Several foreign research institutes cut their economic growth predictions for Taiwan yesterday, one day after the Directorate General of Budget, Accounting and Statistics revealed the worst figures the nation has ever faced.
UBS Investment Research’s chief economist Sean Yokota said in a report yesterday that Taiwan was likely to experience a 6.1 percent drop in GDP growth this year, compared with his previous forecast of a 1.6 percent contraction made in December.
On Wednesday, the Directorate General of Budget, Accounting and Statistics reported that the economy contracted a record 8.36 percent in the fourth quarter last year from a year earlier and predicted a contraction of 2.97 percent for this year. That compared with a growth figure of 2.12 percent that the bureau predicted in November.
“Two-and-a-half years of progress has disappeared,” Yokota wrote in the report titled Taiwan: After the Bad News, saying the fourth-quarter figure took the real GDP level back to somewhere between the second quarter and third quarter of 2006.

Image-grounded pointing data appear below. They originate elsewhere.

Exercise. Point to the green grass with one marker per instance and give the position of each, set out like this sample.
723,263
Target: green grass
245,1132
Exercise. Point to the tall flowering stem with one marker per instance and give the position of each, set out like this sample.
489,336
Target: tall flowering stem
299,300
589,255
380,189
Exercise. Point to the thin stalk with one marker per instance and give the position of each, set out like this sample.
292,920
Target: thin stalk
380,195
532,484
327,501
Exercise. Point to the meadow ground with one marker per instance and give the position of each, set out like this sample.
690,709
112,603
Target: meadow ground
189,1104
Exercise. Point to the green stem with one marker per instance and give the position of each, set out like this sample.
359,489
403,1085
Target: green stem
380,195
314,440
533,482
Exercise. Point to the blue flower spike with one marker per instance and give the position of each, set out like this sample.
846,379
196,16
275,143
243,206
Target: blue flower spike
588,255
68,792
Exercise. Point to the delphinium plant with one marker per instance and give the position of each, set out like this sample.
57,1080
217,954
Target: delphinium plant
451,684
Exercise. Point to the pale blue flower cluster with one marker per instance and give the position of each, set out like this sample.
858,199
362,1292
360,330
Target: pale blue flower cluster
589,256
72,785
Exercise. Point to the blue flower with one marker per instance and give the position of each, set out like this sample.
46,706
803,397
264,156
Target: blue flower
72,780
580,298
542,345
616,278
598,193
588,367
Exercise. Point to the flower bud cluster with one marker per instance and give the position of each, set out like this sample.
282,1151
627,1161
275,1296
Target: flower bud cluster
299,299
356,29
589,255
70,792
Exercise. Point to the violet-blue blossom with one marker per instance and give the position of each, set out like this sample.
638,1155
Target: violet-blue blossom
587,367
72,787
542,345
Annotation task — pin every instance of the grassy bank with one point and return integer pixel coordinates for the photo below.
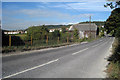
(41, 45)
(113, 70)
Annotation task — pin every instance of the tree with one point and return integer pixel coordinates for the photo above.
(56, 33)
(76, 34)
(37, 32)
(63, 29)
(113, 22)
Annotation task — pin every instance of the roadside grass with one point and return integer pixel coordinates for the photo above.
(113, 69)
(38, 44)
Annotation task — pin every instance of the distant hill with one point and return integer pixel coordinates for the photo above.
(98, 23)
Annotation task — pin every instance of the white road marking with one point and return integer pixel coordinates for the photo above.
(95, 45)
(31, 68)
(80, 51)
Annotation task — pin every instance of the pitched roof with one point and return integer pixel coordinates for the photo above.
(86, 27)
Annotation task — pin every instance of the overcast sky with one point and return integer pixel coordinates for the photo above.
(21, 15)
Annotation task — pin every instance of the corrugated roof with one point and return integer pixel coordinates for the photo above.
(86, 27)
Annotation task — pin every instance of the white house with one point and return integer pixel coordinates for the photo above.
(85, 30)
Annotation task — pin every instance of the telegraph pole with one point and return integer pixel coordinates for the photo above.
(90, 25)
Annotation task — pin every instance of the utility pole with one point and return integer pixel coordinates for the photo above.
(9, 40)
(90, 25)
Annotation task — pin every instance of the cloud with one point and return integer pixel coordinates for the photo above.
(53, 0)
(88, 6)
(41, 16)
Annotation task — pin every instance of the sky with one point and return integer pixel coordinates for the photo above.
(21, 15)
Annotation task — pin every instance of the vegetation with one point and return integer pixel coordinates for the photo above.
(98, 23)
(112, 27)
(38, 37)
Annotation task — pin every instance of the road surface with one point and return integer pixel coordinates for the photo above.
(86, 60)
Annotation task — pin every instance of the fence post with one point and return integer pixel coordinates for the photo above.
(9, 40)
(58, 39)
(31, 41)
(67, 40)
(47, 40)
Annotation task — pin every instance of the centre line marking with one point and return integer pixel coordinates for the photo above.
(80, 51)
(31, 68)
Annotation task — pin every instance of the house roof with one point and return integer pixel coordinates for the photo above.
(85, 27)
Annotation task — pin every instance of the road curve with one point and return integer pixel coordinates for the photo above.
(79, 61)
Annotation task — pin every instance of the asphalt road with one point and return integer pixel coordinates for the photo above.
(86, 60)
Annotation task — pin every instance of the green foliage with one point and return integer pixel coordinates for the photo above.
(113, 22)
(98, 23)
(38, 32)
(76, 34)
(112, 5)
(63, 29)
(56, 33)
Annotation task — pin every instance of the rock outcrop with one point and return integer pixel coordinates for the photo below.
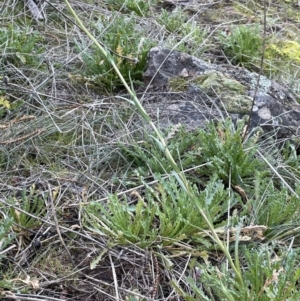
(190, 91)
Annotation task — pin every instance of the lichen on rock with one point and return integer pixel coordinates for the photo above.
(214, 84)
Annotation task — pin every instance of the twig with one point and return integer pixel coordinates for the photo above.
(115, 277)
(57, 226)
(259, 73)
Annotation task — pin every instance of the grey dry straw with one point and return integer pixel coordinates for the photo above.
(163, 146)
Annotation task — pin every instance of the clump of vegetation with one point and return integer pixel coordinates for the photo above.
(89, 194)
(21, 46)
(139, 7)
(243, 45)
(126, 46)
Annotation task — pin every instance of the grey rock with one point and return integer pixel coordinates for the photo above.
(187, 90)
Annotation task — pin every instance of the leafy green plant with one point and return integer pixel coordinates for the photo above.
(6, 234)
(219, 148)
(21, 47)
(173, 22)
(231, 158)
(243, 45)
(139, 7)
(165, 215)
(269, 275)
(127, 47)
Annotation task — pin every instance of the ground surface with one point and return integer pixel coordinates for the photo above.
(66, 137)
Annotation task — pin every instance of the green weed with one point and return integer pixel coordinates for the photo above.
(243, 46)
(21, 46)
(137, 6)
(127, 47)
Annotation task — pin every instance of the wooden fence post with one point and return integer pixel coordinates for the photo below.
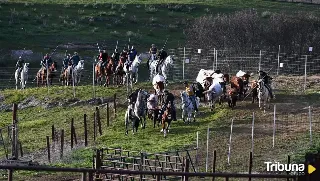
(48, 148)
(71, 130)
(186, 178)
(115, 105)
(85, 130)
(250, 165)
(21, 150)
(214, 163)
(288, 172)
(108, 115)
(52, 133)
(98, 120)
(62, 143)
(94, 126)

Yokota said the institute’s revision, however, didn’t change its view that Taiwan’s economy would bottom out in the first half of the year and begin posting positive quarterly growth in the second half.
He based his optimism on the belief that industrial production would increase in the second half of the year as local manufacturers finish emptying out their excess inventories.
An improved monetary situation would also help, Yokota said in the report, adding that more interest rate cuts or monetary-easing measures in the pipeline would help boost economic activities among households and businesses.
On Wednesday, the central bank cut its key interest rates by 0.25 percentage points, the seventh straight cut since September, to a record low of 1.25 percent.
“Over the next 6 months money supply growth will continue to provide the liquidity that stabilizes the fall in economic activity,” Yokota wrote in the report.
But HSBC economist Frederic Neumann said in his report that his research team believes a rebound won’t come until next year.
HSBC said the economy would fall 5.2 percent this year, instead of its earlier 0.7 percent estimate, before recovering to a growth figure of 2.5 percent next year.
In its report, Goldman Sachs said the economy would shrink by 6.5 percent, instead of an earlier forecast of a 3 percent drop, while Barclays Capital now expects the economy to shrink by 4 percent instead of its previous prediction of a 0.5 percent decline.
Credit Suisse’s report yesterday, however, was starkly pessimistic. It changed its forecast to a decline of 7.2 percent from a 1.1 percent contraction.
With limited effects from a weakening NT dollar and the government’s stimulus packages, Credit Suisse said the economy would post declines of 11 percent, 10 percent and 7 percent in the first three quarters and nearly no growth in the last quarter of this year.